I believe that God is the connective tissue between people, the ephemeral energy that makes us want to do better, be better, make the world better. I long to be a child of God to live up to his definition. I want God to give me the strength to do so generally and to fulfill the promise I made to a soul whose demons took him away too soon.
I am not as efficient as I was pre-pandemic. Self-flagellation may build upper body strength, but it is exhausting. I am tired. But there is so much to do. So many “should’ves”” could’ves”, “would’ves” … they swirl into nightmares creating a vortex of not enough that threatens to consume my ego entirely.
I pray for the strength to be the person I promised you — and myself — I would be.
I couldn’t go to your funeral. I’d already committed to hosting 50 people. Last year, when we could still do such things. That morning I stopped by our church to contribute baseball napkins for the post service gathering, the one I wish I’d attended. You loved softball. I am sorry we were never close enough for me to see you play. I don’t know why we never moved from friendly to friends – guess I thought that there would always be time to do so at another gathering, another…. Another thing that never came and never will.

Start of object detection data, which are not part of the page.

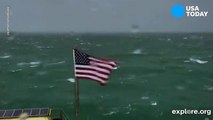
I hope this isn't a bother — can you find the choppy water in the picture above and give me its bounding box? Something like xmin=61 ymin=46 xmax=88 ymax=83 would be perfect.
xmin=0 ymin=34 xmax=213 ymax=120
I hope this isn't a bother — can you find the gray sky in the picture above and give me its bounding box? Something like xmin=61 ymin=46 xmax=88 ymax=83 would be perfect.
xmin=0 ymin=0 xmax=213 ymax=32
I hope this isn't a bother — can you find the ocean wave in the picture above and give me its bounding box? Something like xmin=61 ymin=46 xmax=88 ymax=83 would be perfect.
xmin=132 ymin=49 xmax=142 ymax=54
xmin=67 ymin=78 xmax=75 ymax=83
xmin=184 ymin=58 xmax=208 ymax=64
xmin=47 ymin=61 xmax=66 ymax=66
xmin=0 ymin=55 xmax=11 ymax=59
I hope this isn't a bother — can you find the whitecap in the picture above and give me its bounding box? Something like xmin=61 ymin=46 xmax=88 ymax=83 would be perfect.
xmin=30 ymin=65 xmax=38 ymax=68
xmin=150 ymin=101 xmax=158 ymax=106
xmin=189 ymin=58 xmax=208 ymax=64
xmin=132 ymin=49 xmax=142 ymax=54
xmin=141 ymin=96 xmax=149 ymax=100
xmin=183 ymin=37 xmax=188 ymax=40
xmin=47 ymin=61 xmax=66 ymax=66
xmin=176 ymin=85 xmax=185 ymax=90
xmin=17 ymin=62 xmax=29 ymax=66
xmin=29 ymin=62 xmax=40 ymax=65
xmin=49 ymin=85 xmax=55 ymax=88
xmin=0 ymin=55 xmax=11 ymax=59
xmin=11 ymin=69 xmax=22 ymax=72
xmin=67 ymin=78 xmax=75 ymax=83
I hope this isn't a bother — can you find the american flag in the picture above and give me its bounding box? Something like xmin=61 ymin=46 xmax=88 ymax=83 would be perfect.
xmin=73 ymin=49 xmax=117 ymax=85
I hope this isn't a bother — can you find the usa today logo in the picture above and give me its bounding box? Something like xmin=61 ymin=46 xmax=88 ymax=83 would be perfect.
xmin=171 ymin=4 xmax=208 ymax=18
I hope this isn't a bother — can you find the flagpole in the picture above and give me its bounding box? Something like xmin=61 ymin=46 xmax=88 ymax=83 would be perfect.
xmin=73 ymin=49 xmax=80 ymax=116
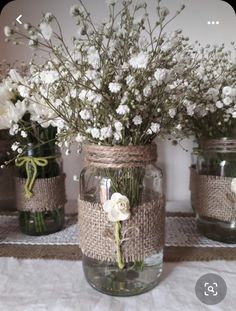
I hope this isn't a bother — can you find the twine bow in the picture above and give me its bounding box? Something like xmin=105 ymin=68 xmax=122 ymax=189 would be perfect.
xmin=16 ymin=156 xmax=55 ymax=199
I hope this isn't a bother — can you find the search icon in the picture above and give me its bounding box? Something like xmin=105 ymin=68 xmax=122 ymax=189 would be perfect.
xmin=207 ymin=286 xmax=215 ymax=293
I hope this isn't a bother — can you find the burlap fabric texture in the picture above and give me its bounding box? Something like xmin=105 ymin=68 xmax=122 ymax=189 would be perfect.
xmin=78 ymin=144 xmax=165 ymax=262
xmin=190 ymin=168 xmax=236 ymax=222
xmin=79 ymin=197 xmax=165 ymax=262
xmin=15 ymin=174 xmax=66 ymax=212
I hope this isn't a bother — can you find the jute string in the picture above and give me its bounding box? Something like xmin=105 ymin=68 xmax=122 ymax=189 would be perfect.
xmin=15 ymin=175 xmax=66 ymax=212
xmin=78 ymin=144 xmax=165 ymax=268
xmin=201 ymin=138 xmax=236 ymax=153
xmin=191 ymin=169 xmax=236 ymax=222
xmin=84 ymin=143 xmax=157 ymax=168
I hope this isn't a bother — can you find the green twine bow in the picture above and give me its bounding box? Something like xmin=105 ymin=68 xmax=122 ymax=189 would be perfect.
xmin=16 ymin=156 xmax=55 ymax=199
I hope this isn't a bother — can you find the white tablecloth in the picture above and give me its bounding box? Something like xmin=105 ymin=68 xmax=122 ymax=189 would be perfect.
xmin=0 ymin=258 xmax=236 ymax=311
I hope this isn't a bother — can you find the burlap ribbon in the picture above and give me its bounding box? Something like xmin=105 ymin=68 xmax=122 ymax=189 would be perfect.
xmin=191 ymin=169 xmax=236 ymax=222
xmin=84 ymin=143 xmax=157 ymax=168
xmin=78 ymin=144 xmax=165 ymax=266
xmin=78 ymin=197 xmax=165 ymax=262
xmin=15 ymin=175 xmax=66 ymax=212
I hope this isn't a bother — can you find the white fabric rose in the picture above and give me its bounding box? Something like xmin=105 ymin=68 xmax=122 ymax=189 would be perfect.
xmin=103 ymin=192 xmax=131 ymax=222
xmin=231 ymin=178 xmax=236 ymax=194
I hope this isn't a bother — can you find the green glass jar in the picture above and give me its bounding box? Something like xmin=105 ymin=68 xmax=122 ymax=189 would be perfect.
xmin=79 ymin=146 xmax=165 ymax=296
xmin=196 ymin=137 xmax=236 ymax=243
xmin=0 ymin=130 xmax=16 ymax=211
xmin=16 ymin=143 xmax=65 ymax=235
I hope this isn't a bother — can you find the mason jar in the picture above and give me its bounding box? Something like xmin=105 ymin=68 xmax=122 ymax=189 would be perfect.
xmin=15 ymin=143 xmax=66 ymax=235
xmin=196 ymin=137 xmax=236 ymax=243
xmin=79 ymin=144 xmax=165 ymax=296
xmin=189 ymin=143 xmax=199 ymax=212
xmin=0 ymin=130 xmax=16 ymax=211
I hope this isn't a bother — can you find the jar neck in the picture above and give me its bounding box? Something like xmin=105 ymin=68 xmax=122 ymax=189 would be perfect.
xmin=200 ymin=137 xmax=236 ymax=153
xmin=84 ymin=143 xmax=157 ymax=169
xmin=24 ymin=142 xmax=60 ymax=157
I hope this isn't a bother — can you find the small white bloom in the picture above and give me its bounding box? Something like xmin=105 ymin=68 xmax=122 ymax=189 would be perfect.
xmin=70 ymin=4 xmax=80 ymax=17
xmin=39 ymin=22 xmax=53 ymax=40
xmin=116 ymin=105 xmax=130 ymax=115
xmin=150 ymin=122 xmax=160 ymax=133
xmin=133 ymin=115 xmax=142 ymax=125
xmin=91 ymin=127 xmax=100 ymax=138
xmin=216 ymin=100 xmax=224 ymax=109
xmin=4 ymin=26 xmax=14 ymax=37
xmin=79 ymin=90 xmax=87 ymax=101
xmin=11 ymin=141 xmax=20 ymax=151
xmin=223 ymin=96 xmax=233 ymax=106
xmin=231 ymin=178 xmax=236 ymax=194
xmin=17 ymin=148 xmax=23 ymax=154
xmin=114 ymin=121 xmax=123 ymax=132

As I glanced at the photographs and mementos of a life, your life that were on display I promised to honor your too-short presence on this mortal coil by fostering connection. I smile at strangers. I hope it brightens their day. Nowadays, I make sure the smile reaches my eyes so hopefully it can be seen by a stranger who needs it. I introduce those who would benefit from a posse, those with similar maladies or struggles in the hope that their specific idiosyncratic burdens can be understood and maybe even shared.
I don’t know what happened on that night in December, the one that was so dark and stormy inside you that you took your own life. Why you thought this world would be better off without you baffles me still. You were wrong. It most certainly is not. People, those to whom you were closest, ache for you. Their sorrow makes my heart weep for them— and for you.
I also live with the sense of loss – less acute than the hole in others’ hearts but an emptiness nonetheless – ruminating over the “could’ves”, “should’ves” and “might have beens”. I sip more caffeine and pray for the strength to do better, be better, make the world better. I hope that this makes God, and you, smile.